Lightroom adobe sliders

These sliders can be tweaked according to your requirements and the edits can be applied by brushing over the required area. This tool also lets you control the brush size, feather and flow to better suit your editing needs.


Tips for easier use

  1. Overlay – Gives you a view of the edits applied on the image with the help of a colour overlay. This is useful when you want to view the areas over which the edits have been applied. Overlay can be activated by pressing the “O” key in the keyboard. Colour overlay is usually displayed in red, but this can be changed by pressing “Shift + O”.

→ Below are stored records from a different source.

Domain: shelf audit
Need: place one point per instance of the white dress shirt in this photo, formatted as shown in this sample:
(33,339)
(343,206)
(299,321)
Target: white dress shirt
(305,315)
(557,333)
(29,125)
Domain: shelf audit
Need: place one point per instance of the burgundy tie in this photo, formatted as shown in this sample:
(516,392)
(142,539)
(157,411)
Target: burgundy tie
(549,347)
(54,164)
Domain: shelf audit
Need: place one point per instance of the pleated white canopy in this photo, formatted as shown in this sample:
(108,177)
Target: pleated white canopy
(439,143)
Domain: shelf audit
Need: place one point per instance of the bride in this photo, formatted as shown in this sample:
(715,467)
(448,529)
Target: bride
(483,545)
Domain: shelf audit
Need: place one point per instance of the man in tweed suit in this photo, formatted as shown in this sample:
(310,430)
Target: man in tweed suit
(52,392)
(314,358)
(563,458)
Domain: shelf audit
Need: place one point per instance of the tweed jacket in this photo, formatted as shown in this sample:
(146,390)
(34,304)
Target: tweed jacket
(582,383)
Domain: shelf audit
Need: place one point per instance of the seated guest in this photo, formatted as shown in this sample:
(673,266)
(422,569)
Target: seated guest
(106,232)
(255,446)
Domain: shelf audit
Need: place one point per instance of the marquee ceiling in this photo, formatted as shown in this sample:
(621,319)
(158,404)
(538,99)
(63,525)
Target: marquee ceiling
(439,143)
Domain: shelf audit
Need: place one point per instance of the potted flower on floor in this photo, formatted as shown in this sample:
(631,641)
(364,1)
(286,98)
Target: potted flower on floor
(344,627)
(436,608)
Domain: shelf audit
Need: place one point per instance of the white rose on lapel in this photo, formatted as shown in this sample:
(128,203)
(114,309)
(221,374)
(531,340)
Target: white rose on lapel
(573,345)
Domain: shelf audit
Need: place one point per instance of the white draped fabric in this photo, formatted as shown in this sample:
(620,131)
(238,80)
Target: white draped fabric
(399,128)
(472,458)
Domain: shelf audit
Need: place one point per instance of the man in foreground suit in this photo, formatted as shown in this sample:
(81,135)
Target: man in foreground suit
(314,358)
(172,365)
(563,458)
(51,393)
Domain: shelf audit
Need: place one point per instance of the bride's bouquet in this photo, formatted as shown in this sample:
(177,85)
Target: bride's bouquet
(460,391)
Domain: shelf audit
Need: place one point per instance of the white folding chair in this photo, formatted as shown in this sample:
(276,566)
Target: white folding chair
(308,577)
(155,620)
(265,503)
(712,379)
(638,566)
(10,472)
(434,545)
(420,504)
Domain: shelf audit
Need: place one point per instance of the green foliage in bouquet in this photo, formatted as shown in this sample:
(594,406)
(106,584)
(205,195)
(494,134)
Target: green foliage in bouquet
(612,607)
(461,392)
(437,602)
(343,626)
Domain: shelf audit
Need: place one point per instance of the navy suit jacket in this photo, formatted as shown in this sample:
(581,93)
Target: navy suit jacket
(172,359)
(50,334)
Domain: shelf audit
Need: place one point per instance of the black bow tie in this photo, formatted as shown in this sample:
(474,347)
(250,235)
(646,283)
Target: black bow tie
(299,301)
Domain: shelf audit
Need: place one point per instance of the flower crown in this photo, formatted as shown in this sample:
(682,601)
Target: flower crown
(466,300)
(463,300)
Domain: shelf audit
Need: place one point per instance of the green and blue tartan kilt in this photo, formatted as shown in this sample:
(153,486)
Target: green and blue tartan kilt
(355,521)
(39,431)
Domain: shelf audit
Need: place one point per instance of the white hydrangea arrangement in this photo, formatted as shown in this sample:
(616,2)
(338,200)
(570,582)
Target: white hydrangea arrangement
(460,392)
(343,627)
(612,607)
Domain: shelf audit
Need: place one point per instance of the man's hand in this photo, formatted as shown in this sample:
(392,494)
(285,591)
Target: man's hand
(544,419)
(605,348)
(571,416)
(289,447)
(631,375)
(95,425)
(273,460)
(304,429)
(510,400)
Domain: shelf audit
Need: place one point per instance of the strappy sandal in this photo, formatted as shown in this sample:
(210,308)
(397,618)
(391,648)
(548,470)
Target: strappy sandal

A snapshot of the overlay is shown below:


Adobe lightroom overlay brush tool


  1. Erase – When using the brush tool, you might brush over areas that you do not want to edit. If this happens, there is no need to hit undo. All you have to do is erase the edits that you do not want. This can be done by clicking on erase in the brush setting panel or by holding the ALT key and brushing over the edits previously done.


  1. Auto Mask – Since the brush tool is circular and does not offer any other shape, it can be hard to edit sharp edges perfectly. This is where auto mask comes into the picture. When turned on, it confines the edits to the areas similar to where you started brushing. It will contain the edits inside the desired area and prevent any unwanted spillage from happening. It is a saving grace when you want to edit a particular area with precision, without having to repeat the process a few times to get it done perfectly.


  1. Adding colour to the brush – You can use this tool when you want to get creative and add colours to your photo. This can be done by clicking on the white rectangular box with a cross mark inside it. A panel opens up where you choose the colour you want. After selecting the colour, all you have to do is brush over the desired area.


  1. Custom Brush Presets: Lightroom helps you make edits with the help of presets. Similar to other develop presets,you can create custom brush presets for the adjustment brush tool that suit your workflow. Creating a preset is really simple. Simply move the sliders to the required values and click on the preset drop down list. Then click on “save current setting as new preset”.


Adjustment brush is a very effective tool that gives you a lot more control over the area you edit compared to the other tools available in Lightroom. It is a ‘must know’ to be more creative with your edits.